New highly accurate blood test to measure progress of Alzheimer’s disease

New highly accurate blood test to measure progress of Alzheimer’s disease


US researchers have developed a new blood test that not only aids in the diagnosis of Alzheimer’s disease but also indicates how far it has progressed. 

While currently available blood tests for Alzheimer’s disease can diagnose the disease, they do not indicate the clinical stage of the disease symptoms – that is, the degree of impairment in thinking or memory due to Alzheimer’s dementia.

The new test can help doctors determine which patients are likely to benefit from drug treatment and to what extent. It can also provide insight on whether a person’s symptoms are likely due to Alzheimer’s versus some other cause, said the researchers at Washington University School of Medicine in St. Louis, US and Lund University in Sweden.

In the study, published in the journal Nature Medicine, the researchers found that levels of a protein called MTBR-tau243 in the blood accurately reflect the amount of toxic accumulation of tau aggregates in the brain and correlate with the severity of Alzheimer’s disease.

Analysing blood levels of MTBR-tau243 from a group of people with cognitive decline, the researchers were able to distinguish between people with early- or later-stage Alzheimer’s disease and separate both groups of patients from people whose symptoms were caused by something other than Alzheimer’s.

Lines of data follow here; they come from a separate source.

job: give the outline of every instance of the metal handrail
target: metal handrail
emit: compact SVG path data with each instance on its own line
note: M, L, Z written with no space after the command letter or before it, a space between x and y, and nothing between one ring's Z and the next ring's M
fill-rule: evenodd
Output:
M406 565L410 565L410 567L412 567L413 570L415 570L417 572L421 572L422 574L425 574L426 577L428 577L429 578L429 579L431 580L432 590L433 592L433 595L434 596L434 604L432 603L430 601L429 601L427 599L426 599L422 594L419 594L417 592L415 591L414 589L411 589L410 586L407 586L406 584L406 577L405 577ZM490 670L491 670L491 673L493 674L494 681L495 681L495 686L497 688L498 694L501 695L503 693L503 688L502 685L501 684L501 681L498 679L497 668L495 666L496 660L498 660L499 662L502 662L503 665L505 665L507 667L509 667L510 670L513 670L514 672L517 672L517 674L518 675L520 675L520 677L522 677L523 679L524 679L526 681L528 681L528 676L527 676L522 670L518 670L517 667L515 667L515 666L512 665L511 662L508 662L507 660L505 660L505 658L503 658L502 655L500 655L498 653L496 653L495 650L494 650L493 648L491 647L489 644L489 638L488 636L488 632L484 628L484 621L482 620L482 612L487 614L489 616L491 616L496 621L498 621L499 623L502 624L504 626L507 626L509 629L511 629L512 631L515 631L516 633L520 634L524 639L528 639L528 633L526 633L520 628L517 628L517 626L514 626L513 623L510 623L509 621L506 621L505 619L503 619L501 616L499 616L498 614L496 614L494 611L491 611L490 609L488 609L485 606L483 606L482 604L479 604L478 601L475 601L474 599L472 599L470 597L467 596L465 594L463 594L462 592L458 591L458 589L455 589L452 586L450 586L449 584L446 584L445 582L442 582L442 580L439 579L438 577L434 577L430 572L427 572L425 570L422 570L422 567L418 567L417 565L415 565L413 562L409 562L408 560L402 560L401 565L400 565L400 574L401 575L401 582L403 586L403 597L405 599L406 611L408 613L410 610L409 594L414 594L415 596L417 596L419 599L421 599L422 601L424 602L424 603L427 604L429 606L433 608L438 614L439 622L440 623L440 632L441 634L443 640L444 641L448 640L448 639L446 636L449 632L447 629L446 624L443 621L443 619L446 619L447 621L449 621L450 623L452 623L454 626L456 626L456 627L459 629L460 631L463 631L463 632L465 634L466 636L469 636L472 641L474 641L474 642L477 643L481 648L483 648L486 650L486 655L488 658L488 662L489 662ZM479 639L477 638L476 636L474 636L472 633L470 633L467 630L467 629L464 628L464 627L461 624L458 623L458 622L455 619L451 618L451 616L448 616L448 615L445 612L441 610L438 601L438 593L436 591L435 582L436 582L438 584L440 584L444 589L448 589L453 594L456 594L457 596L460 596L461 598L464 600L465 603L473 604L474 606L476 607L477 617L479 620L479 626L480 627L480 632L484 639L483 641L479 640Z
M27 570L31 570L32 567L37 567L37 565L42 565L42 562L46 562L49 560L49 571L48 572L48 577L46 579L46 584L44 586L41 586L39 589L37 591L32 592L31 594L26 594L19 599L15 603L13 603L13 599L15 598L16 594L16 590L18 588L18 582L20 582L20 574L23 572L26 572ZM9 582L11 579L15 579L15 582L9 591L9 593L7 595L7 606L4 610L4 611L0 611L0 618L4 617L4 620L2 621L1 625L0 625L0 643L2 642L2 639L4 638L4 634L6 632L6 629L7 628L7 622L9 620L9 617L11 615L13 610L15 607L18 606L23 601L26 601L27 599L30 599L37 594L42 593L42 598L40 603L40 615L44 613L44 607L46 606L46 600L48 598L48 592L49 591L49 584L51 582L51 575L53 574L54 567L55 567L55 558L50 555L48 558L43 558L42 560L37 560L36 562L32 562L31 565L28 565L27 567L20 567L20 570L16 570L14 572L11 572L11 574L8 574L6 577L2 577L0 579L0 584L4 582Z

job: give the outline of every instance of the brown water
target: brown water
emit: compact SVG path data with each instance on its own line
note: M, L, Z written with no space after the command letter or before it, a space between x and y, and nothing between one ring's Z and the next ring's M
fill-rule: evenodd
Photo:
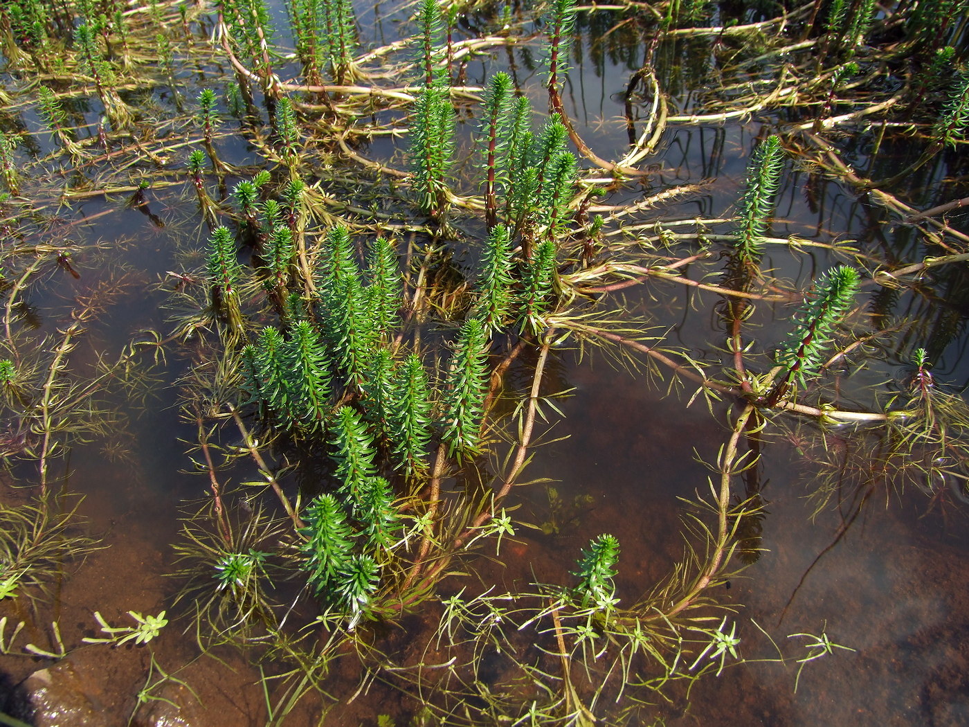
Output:
M388 13L380 6L372 15L361 8L358 12L364 47L367 43L396 40L397 21L409 15L406 9ZM473 35L476 23L486 15L484 11L469 15L463 32ZM641 18L605 35L625 16L600 12L590 17L579 16L580 37L564 97L578 133L593 142L597 154L613 159L628 146L623 92L631 74L642 65L649 36ZM193 25L196 42L203 41L206 25L210 27L210 20ZM601 40L604 35L605 41ZM720 64L711 55L712 43L708 38L680 39L659 47L658 75L678 113L699 109L702 92L714 82L709 79ZM535 71L540 54L533 43L507 54L495 51L494 60L474 58L467 66L467 84L483 85L494 71L504 68L515 73L523 91L541 109L542 74ZM205 62L204 72L207 82L217 82L225 69ZM747 76L737 71L721 80ZM183 95L194 99L199 81L190 78L190 71L183 72L180 80ZM27 82L14 75L7 81L16 88ZM172 111L165 91L156 91L152 101ZM645 102L634 106L634 120L641 127L646 107ZM98 115L96 109L81 112L88 121ZM696 186L662 206L639 212L635 222L648 226L657 220L729 216L742 188L756 138L772 124L797 120L798 114L786 110L744 119L744 123L672 125L656 153L643 163L654 174L600 202L627 204L674 185L690 184ZM36 114L29 109L11 111L6 121L12 123L12 119L19 119L28 131L36 132ZM462 135L471 132L470 123L462 125ZM37 140L43 148L35 159L43 157L51 143L46 134L38 133ZM237 140L220 144L234 164L249 165L258 159ZM902 142L896 144L892 148L886 142L888 148L871 162L872 176L885 175L883 168L898 168L915 154ZM845 147L846 157L857 169L868 167L865 154L870 139L847 142ZM402 167L400 148L402 142L395 145L384 139L363 151L372 159ZM49 181L42 178L46 174L53 180L54 194L71 178L68 173L53 171L56 165L50 162L35 162L26 152L21 154L24 163L29 162L24 175L38 188ZM72 370L78 378L90 374L99 355L116 355L128 341L142 335L143 330L157 330L165 335L169 324L159 305L175 284L167 277L168 271L192 270L203 260L200 251L208 231L197 213L183 165L178 157L163 170L144 164L139 168L141 174L157 180L176 182L170 187L156 185L149 193L150 209L164 223L162 228L145 214L127 208L123 195L109 199L95 195L59 209L50 205L45 207L45 217L33 223L31 234L38 240L56 241L67 235L81 249L72 261L79 278L48 261L28 289L25 302L30 314L38 318L37 334L55 336L69 325L71 310L79 300L94 293L106 296L104 310L87 324L87 332L71 357ZM891 191L915 206L930 207L964 196L964 181L939 182L964 168L964 158L940 155L936 164L907 179L908 186ZM810 171L798 161L787 163L772 227L777 237L797 236L826 243L856 239L862 250L899 262L936 254L934 248L922 247L910 228L886 221L882 207L869 204L847 184L809 175ZM107 165L92 165L86 174L95 187L100 174L115 181L125 176ZM349 165L347 174L360 173ZM130 176L137 180L139 174L132 172ZM391 207L403 205L394 203ZM56 225L50 220L54 210L61 218ZM952 222L965 227L964 217L953 217ZM478 223L460 224L473 228ZM729 224L721 225L715 232L731 229ZM641 234L652 233L643 227ZM93 245L99 240L110 242L97 249ZM673 247L671 255L689 255L691 245L685 241ZM458 269L471 277L476 253L462 257L459 246L455 247ZM767 253L763 267L771 269L776 278L787 279L792 287L804 290L812 277L838 260L823 250L792 254L778 246ZM706 272L722 269L707 266L703 269ZM929 281L929 287L941 301L926 302L911 293L899 294L891 301L890 309L896 316L908 315L917 323L878 344L880 354L870 370L844 377L841 395L846 407L873 406L875 397L868 386L901 380L906 375L902 363L917 346L930 349L937 381L953 390L969 381L969 367L961 355L966 342L964 317L960 317L967 300L964 265L946 269ZM878 296L874 286L860 296L860 307L854 319L858 329L869 331L881 325L883 319L877 314L883 302ZM721 350L725 333L715 313L718 302L714 293L648 281L603 305L621 305L628 314L648 317L649 325L670 345L682 346L698 359L721 361L726 368L729 362ZM939 333L938 321L952 310L958 313L951 321L958 334L946 339ZM747 339L756 339L756 351L768 351L776 344L790 315L790 306L757 306L746 324ZM25 315L16 325L34 324ZM191 345L168 349L166 360L154 370L158 381L150 387L146 401L128 400L119 393L109 395L109 406L125 417L124 427L112 427L109 436L96 436L90 443L75 444L52 465L53 487L84 496L80 508L88 519L84 528L101 537L105 548L82 563L66 566L52 585L50 598L37 611L31 610L25 598L0 603L0 616L26 621L28 638L21 641L49 648L47 624L54 620L59 624L63 643L72 649L70 663L86 684L86 693L97 695L103 714L109 715L108 724L123 724L135 712L135 696L146 680L150 683L152 660L170 673L178 670L177 679L187 685L172 681L157 695L189 706L180 717L164 716L167 703L156 700L139 711L140 718L155 714L155 721L145 724L221 727L263 724L267 718L255 659L230 648L200 657L192 634L182 632L191 628L191 619L186 617L190 608L184 602L174 604L182 584L169 577L176 567L172 544L176 541L178 518L194 507L191 503L204 497L208 488L207 477L186 452L186 441L195 440L195 427L179 418L176 405L184 395L178 392L178 381L194 364L192 352ZM523 395L530 386L529 365L533 364L534 361L526 361L520 370L513 367L509 388ZM473 575L446 582L443 594L453 593L463 584L477 587L479 582L483 589L495 585L499 590L528 589L536 581L569 585L579 550L587 547L590 538L610 532L622 548L615 582L620 604L626 605L649 592L681 556L682 499L695 499L698 493L708 496L710 472L703 462L715 461L730 435L728 404L716 403L708 410L701 397L687 407L692 388L666 395L666 385L651 381L642 368L619 367L610 356L594 348L579 356L567 343L553 352L549 367L546 384L549 393L574 391L559 403L564 418L551 413L553 427L546 438L568 438L535 448L526 479L547 478L548 482L514 490L508 503L509 507L520 505L516 518L536 527L517 525L514 541L502 546L500 559L479 556L462 562L462 568ZM965 504L952 497L948 487L936 488L933 496L926 496L911 487L900 491L891 482L869 488L863 477L842 472L841 486L819 511L810 495L818 480L827 475L818 462L814 426L804 427L799 430L790 422L768 424L759 467L746 481L736 478L736 497L746 487L747 496L759 493L764 503L764 517L749 533L756 537L744 541L746 548L761 550L741 553L751 564L739 577L718 586L714 595L736 609L728 618L736 623L744 663L729 666L719 676L705 676L689 695L682 689L672 690L670 703L636 712L627 718L630 724L646 724L645 720L653 718L671 726L969 723ZM223 443L236 443L228 431L220 436ZM826 436L835 456L870 442L848 427L828 429ZM499 466L505 451L499 448L491 466ZM243 462L220 475L226 482L239 483L257 478L258 472ZM24 501L36 480L35 462L14 461L4 487L4 502ZM27 487L16 489L18 484ZM295 493L294 478L284 484ZM114 649L81 645L82 637L97 635L95 611L111 623L121 623L127 611L157 614L162 610L168 610L172 622L150 648L130 644ZM381 626L386 629L379 635L382 648L407 661L416 645L426 640L426 624L432 620L428 613L407 615L399 623ZM716 619L720 617L717 615ZM777 649L764 631L790 657L786 665L776 663ZM803 649L806 637L790 635L822 632L831 642L854 650L835 649L807 663L795 691L797 659L809 652ZM527 648L524 641L521 648ZM11 690L31 672L52 663L52 659L24 655L22 649L0 655L0 670ZM273 674L286 667L269 662L263 668ZM492 675L495 681L501 676L499 669L496 666ZM417 713L419 700L413 692L405 694L392 675L382 677L388 683L367 682L368 688L360 690L363 676L352 654L340 658L326 685L333 697L327 724L371 725L377 723L378 715L391 714L403 725ZM185 696L188 687L198 695L201 706ZM603 708L602 714L606 719L618 719L612 715L627 706L623 703L614 711ZM286 724L314 724L322 713L321 705L307 698Z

“This blood test clearly identifies Alzheimer’s tau tangles, which is our best biomarker measure of Alzheimer’s symptoms and dementia,” said co-senior author Randall J. Bateman, Professor of Neurology at Washington University.

“In clinical practice right now, we don’t have easy or accessible measures of Alzheimer’s tangles and dementia, and so a tangle blood test like this can provide a much better indication if the symptoms are due to Alzheimer’s and may also help doctors decide which treatments are best for their patients,” he added.

The researchers developed a technique to measure MTBR-tau243 levels in people’s blood and compared it to the amount of tau tangles in their brains as measured by brain scans.

They piloted the approach on data from two cohorts: 108 people from the US, and a subset of 55 people from Sweden. To assess whether the approach was generalisable, they validated it in an independent dataset consisting of the remaining 739 people in Sweden.

The researchers’ analysis showed that blood MTBR-tau243 levels reflected the amount of tau tangles in the brain with 92 per cent accuracy.